There probably isn’t anything more devastating during the home buying process than being turned down for a mortgage. You’ve already picked out your house, had your offer accepted and now the lender says, “No.”
But you have options at that point.
“If the denial reasons are specific to credit, income, assets, or property, the borrower will receive a declination letter with up to three reasons for the denial,” said Sylvia M. Gutierrez, loan originator in Florida and author of Mortgage Matters: Demystifying the Loan Approval Maze.
“If there are indications of fraud or misrepresentation, the lender may choose to give no explanations.”
To understand your mortgage rejection and what to do next, here are explanations of what might be going on and what you should do:
Top reasons for mortgage rejection
The main reason someone might get rejected for a mortgage is because they don’t give all supporting documentation upfront. When this happens, the loan officer can’t accurately address all possible risk situations, Gutierrez says.

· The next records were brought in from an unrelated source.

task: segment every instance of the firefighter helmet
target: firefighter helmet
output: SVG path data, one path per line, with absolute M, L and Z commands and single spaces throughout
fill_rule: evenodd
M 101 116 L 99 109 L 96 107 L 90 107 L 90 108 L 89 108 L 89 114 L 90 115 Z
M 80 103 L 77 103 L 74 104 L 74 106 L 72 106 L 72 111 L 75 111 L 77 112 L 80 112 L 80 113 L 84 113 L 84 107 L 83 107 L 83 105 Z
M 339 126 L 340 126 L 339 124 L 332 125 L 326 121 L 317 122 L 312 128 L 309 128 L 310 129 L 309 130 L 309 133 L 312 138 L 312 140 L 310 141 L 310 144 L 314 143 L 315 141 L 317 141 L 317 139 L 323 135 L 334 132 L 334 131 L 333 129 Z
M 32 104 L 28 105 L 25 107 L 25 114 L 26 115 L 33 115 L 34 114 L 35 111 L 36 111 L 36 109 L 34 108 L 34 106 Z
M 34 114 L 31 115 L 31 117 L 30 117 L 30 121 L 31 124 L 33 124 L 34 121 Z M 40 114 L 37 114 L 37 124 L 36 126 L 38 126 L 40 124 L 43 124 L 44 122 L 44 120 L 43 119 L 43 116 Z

“As to reasons for denial, we often see tax avoidance — which lowers usable income — and/or poor credit usage. People don’t realize that if they have a credit line of $1000 and are utilizing $998 of it, their credit score can drop by as much as 75 points even if they have no late payments.”
Other explanations for mortgage denial even after a preapproval
There are a few other reaons that a mortgage denial may have happened after a preapproval:
- Home buyers might not have provided verifying information to the lender
- The lender had a different figure estimated for property taxes, insurance, or homeowner’s association dues
- The home buyer decided to buy a new car; or borrowers skipped a mortgage payment, Gutierrez says.
Approaches to change a lender’s decision
Additional assets may help reduce your debt-to-income ratio. These assets don’t even need to go toward the downpayment to have the best effect, she says. You can use the additional assets to pay off debts that have high minimum monthly payments.
Sometimes, doing this is more beneficial than simply lowering your loan amount. Getting a co-borrower only helps if that person has good income in relation to their debts.
Preapproval might not be enough
“A preapproval means nothing if you didn’t provide your lender with supporting documentation that verifies the information that you gave at application,” Gutierrez states.
There’s a difference between prequalification, preapproval, and conditional loan commitment. In prequalification, no credit is checked, and it is accepted verbal information regarding assets, income, and debts.
In preapproval, lenders check credit. In conditional loan commitment, an underwriter reviews credit and verifies income and assets. Potential homebuyers should be working with their lenders toward conditional loan commitments.
Click to begin the preapproval process.
No. 1 thing to do after the rejection
Anyone who is denied a mortgage should be checking their credit reports. That’s where they can really make a difference – by correcting errors and adjusting usage.
Gutierrez adds that a higher credit score can be obtained by utilizing no more than 50% of your available credit in any one line of credit or card.
Shop around for another lender after rejection?
“The first thing to do is to speak with the loan officer at the rejecting bank and strategize on making changes that will affect a better outcome next time,” she says.
“When we see a recent credit inquiry, we ask if any new credit was opened. We don’t really care if they were rejected; we care if they took on a new debt.”
If you feel discriminated against, Gutierrez says to report the lender to the Consumer Financial Protection Bureau. According to the Federal Trade Commission, you can also check with your state attorney general’s office to see if the creditor violated state laws. Many states have their own equal credit opportunity laws.
Click to check current mortgage rates.
Methods to build credit score if it dropped
First, ask your lender what changed in your credit score. They can tell you, but they can’t show you. This is because they aren’t a reporting agency and have probably signed a contract with the reporting agencies prohibiting this practice, she says.
You’re entitled to receive a free copy of the credit report used by your lender. Review the Credit Disclosure that was given at application for details to contact the vendor the lender used.
Job changes a minus or plus in mortgage qualification
Promotions and pay increases are not a negative, she says. Frequent job changes for no particular reason raise a conc n, but don’t necessarily indicate a reason for denial.
Gaps in employment would indicate an issue and this should be addressed with your loan officer up front to properly document your loan file.
Alternatives to purchase the house anyway
“Find out why you were denied and see what changes you can make that would make a difference,” Gutierrez says. “There are definitely lenders out there who will take on higher risk mortgages at a higher interest rate.”
Your dream house needs to be affordable to you. If it isn’t, set that dream aside and work on improving your situation as it relates to credit, income, or asset deficiencies.
“People aren’t rejected. Loan applications are denied,” Gutierrez adds.
Tweak the application to best reflect your actual situation. Tax avoidance means you lowered the income reported to the IRS.
“While that’s something we all aim to do, it probably isn’t a good idea to be too aggressive with that if you’re planning to buy a home in the next two years,” she says. “Monitor your credit. It’s worth the monthly cost to do so because it may save you thousands of dollars in credit interest charges.”